職場ではテキストデータに不自由することはほぼないのですが、自学では自然言語処理のモデルを試す時は
大抵、20newsgroupsを使ってました。
参考: 20ニュースグループのテキストデータを読み込んでみる
ただ、やっぱり自宅での検証でも日本語データを使いことがあるので、
以前から存在だけは知っていたlivedoorニュースコーパスを試してみることにしました。
(wikipediaほど巨大なデータではなく、メロスほど少なくなく、ちょうどいいコーパスが欲しいことがよくあるのです)
これは株式会社ロンウイットさんが、収集して配布してくださっているデータです。
登録も何も必要なく、そのままダウンロードできるので非常に便利です。
ライブドアニュースの以下の9カテゴリのニュース記事が格納されています。
(ただし、時期は結構古いです。)
– トピックニュース
– Sports Watch
– ITライフハック
– 家電チャンネル
– MOVIE ENTER
– 独女通信
– エスマックス
– livedoor HOMME
– Peachy
配布ページはこちらです。
ここから、 ldcc-20140209.tar.gz というファイルをダウンロードします。
gzファイルで配布されているので、 tarコマンドで解凍しましょう。
(僕の環境はMacです)
# 展開
$ tar zfx ldcc-20140209.tar.gz
# 確認
$ ls text
CHANGES.txt dokujo-tsushin kaden-channel movie-enter smax topic-news
README.txt it-life-hack livedoor-homme peachy sports-watch
展開すると text というディレクトリができ、中にさらに9個のディレクトリが含まれています。
それぞれのディレクトリの中に、
sports-watch-5069031.txt などの名前でテキストファイルが格納されています。

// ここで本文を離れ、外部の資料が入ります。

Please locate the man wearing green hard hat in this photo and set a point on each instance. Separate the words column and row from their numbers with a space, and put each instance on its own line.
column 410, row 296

全部で 7378 ファイルあるようですが、 そのうち 9個 はライセンスファイル(LICENSE.txt)で、CHANGES.txt と README.txt を含むので、
データとしては 7378 – 11 = 7367 ファイルがデータとして使えます。
$ find . | grep txt | wc -l
7378
LICENSEファイルは重要なので使う前に一通り読んでおきましょう。
各記事ファイルにはクリエイティブ・コモンズライセンス「表示 – 改変禁止」
(https://creativecommons.org/licenses/by-nd/2.1/jp/)が適用されます。
記事ファイルの中身は次のフォーマットで作成されています。(README.txtの引用)
1行目:記事のURL
2行目:記事の日付
3行目:記事のタイトル
4行目以降:記事の本文
ファイルがバラバラなので、便利に使うには一回集約した方が良さそうですね。
少し考えてみて次の記事あたりで紹介したいと思います。